For all our love of underdogs, there are a few exceptions.

If a person has a specific rooting interest in a team — say the college they graduated from — they tend to favor that team, even if the team isn’t the underdog.

It helps explain a study that found when big-conference teams are seeded better in games against mid-majors in the tournament, the Vegas point spread for the big-conference teams is inflated by an average of about two points a game.

“You look at the power conferences, and you see their following is much stronger than those of the smaller schools,” said the study’s co-author, Jim Lackritz, a statistics expert at San Diego State. “People put their money where their hearts are and that drives the line up.”

All of which could serve as good advice for people picking against point spreads over the next few weeks.
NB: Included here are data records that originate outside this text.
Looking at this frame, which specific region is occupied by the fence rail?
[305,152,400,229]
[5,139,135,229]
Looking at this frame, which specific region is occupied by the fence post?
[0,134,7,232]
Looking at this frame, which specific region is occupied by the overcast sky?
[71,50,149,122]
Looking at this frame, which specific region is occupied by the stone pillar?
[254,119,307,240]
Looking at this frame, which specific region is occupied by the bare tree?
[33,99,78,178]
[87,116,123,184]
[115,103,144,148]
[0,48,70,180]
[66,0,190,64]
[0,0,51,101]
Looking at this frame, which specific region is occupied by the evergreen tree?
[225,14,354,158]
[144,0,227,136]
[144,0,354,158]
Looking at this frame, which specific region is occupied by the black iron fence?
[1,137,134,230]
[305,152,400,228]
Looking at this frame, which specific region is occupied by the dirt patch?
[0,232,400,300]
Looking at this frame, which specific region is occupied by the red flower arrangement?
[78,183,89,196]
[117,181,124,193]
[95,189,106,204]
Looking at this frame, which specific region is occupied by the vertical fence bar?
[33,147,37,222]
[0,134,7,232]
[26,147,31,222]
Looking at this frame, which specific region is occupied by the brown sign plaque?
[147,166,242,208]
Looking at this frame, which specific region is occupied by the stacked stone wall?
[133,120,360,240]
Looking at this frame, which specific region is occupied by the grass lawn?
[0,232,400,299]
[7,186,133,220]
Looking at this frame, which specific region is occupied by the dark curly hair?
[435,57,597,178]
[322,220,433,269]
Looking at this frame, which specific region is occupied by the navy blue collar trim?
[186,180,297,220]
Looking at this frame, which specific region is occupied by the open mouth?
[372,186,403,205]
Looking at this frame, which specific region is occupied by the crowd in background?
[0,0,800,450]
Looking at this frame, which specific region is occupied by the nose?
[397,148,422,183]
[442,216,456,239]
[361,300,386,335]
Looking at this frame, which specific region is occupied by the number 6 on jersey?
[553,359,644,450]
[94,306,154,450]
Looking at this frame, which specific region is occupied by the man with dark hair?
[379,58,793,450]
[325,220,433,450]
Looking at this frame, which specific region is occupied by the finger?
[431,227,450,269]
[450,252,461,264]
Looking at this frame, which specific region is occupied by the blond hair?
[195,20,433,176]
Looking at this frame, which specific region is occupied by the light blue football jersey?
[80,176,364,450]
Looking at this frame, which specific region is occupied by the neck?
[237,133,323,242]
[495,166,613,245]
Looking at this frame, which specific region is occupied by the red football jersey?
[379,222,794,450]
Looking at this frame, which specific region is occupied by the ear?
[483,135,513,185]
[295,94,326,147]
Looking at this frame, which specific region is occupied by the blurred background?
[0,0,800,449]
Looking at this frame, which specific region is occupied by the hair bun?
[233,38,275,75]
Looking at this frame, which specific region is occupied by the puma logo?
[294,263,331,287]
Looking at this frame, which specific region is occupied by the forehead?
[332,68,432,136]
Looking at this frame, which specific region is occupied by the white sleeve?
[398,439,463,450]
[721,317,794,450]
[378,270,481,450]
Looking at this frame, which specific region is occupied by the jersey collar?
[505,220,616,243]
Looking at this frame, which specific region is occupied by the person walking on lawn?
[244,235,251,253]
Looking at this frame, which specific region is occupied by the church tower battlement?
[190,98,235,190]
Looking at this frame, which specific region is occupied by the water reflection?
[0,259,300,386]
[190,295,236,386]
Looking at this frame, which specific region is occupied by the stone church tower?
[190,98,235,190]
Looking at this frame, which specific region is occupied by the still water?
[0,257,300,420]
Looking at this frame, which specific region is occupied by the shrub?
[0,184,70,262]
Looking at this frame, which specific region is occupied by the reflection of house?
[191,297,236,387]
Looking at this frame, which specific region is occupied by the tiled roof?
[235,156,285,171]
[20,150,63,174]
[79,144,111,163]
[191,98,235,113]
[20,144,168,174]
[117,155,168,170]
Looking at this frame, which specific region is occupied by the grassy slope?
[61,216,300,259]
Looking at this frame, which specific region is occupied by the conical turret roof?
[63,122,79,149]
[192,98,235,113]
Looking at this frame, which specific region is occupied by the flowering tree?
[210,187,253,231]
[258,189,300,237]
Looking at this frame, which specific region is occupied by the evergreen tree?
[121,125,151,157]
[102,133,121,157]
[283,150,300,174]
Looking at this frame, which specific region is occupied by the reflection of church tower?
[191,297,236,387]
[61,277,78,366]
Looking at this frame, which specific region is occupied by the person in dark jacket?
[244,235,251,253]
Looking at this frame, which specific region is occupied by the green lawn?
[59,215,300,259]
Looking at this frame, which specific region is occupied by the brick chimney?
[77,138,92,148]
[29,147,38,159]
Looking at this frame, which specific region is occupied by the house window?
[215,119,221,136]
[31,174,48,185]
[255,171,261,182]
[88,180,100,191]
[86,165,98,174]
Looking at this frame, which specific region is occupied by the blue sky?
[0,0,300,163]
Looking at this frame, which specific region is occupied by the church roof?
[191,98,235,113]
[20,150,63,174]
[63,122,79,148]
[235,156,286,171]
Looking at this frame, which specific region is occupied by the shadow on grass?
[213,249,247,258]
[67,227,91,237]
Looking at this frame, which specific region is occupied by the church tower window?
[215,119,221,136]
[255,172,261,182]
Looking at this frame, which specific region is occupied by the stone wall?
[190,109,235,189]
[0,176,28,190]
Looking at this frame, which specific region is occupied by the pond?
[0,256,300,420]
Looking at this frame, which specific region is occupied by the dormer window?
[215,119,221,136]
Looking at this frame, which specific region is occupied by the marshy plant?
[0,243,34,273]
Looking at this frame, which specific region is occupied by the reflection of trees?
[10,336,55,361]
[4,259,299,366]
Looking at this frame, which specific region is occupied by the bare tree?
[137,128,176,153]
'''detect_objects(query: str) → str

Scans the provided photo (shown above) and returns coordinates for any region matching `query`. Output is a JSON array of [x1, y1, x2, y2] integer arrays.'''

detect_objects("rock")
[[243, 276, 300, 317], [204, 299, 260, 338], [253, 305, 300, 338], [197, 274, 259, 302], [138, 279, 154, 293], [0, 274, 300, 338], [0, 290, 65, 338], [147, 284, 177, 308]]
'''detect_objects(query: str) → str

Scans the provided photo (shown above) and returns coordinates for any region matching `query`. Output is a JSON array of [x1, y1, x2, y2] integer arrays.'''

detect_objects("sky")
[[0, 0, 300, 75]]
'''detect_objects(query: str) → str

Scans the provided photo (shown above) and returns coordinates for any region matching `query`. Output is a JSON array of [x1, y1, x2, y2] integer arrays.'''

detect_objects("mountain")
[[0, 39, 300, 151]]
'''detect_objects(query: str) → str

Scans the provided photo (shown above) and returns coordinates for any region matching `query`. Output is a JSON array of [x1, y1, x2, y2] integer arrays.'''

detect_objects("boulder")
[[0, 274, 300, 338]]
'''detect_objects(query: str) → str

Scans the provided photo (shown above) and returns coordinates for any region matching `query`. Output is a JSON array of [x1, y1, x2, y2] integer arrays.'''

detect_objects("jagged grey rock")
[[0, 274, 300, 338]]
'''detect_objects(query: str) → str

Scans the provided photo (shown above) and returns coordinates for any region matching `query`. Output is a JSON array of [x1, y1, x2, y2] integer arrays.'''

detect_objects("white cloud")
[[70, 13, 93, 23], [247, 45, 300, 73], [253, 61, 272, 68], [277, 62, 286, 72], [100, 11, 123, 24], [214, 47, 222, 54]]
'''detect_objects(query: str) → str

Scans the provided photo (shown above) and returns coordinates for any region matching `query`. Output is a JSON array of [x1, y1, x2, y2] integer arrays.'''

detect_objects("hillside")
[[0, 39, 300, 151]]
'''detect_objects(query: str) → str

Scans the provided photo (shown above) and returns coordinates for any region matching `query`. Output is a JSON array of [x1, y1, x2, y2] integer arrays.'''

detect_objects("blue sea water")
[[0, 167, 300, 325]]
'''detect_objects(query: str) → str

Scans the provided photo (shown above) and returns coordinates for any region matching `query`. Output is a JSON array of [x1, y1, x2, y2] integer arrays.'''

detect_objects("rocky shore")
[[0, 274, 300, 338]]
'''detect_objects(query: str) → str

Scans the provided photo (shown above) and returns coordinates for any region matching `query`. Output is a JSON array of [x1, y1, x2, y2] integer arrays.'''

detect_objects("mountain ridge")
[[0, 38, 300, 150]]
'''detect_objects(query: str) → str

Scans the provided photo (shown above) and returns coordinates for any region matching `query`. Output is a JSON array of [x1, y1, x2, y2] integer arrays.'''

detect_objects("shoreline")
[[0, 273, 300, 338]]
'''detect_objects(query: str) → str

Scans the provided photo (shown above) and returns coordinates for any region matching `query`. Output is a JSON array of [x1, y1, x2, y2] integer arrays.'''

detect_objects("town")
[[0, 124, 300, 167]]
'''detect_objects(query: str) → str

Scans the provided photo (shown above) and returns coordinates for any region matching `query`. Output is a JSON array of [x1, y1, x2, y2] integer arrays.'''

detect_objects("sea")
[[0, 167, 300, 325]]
The majority of us, though, will fill out brackets — no point spreads involved — based on feel and feeling. Many will pay scant attention to the fact that double-digit seeds have won a mere 41 of 172 games during the opening week — less than 24 percent — over the past five years.

Seems like more, doesn’t it?

Well, we’re wired to remember it that way.

Quick quiz: Who won the fight at the end of the first “Rocky” movie?

Answer: Apollo Creed.

But in a study Goldschmied is currently conducting, he said a majority of those asked answered “Rocky.”

“We will bend our memory,” Goldschmied said. “We have forced our memory to change just to fit the underdog story. It’s because of the underdog mode in all of us.”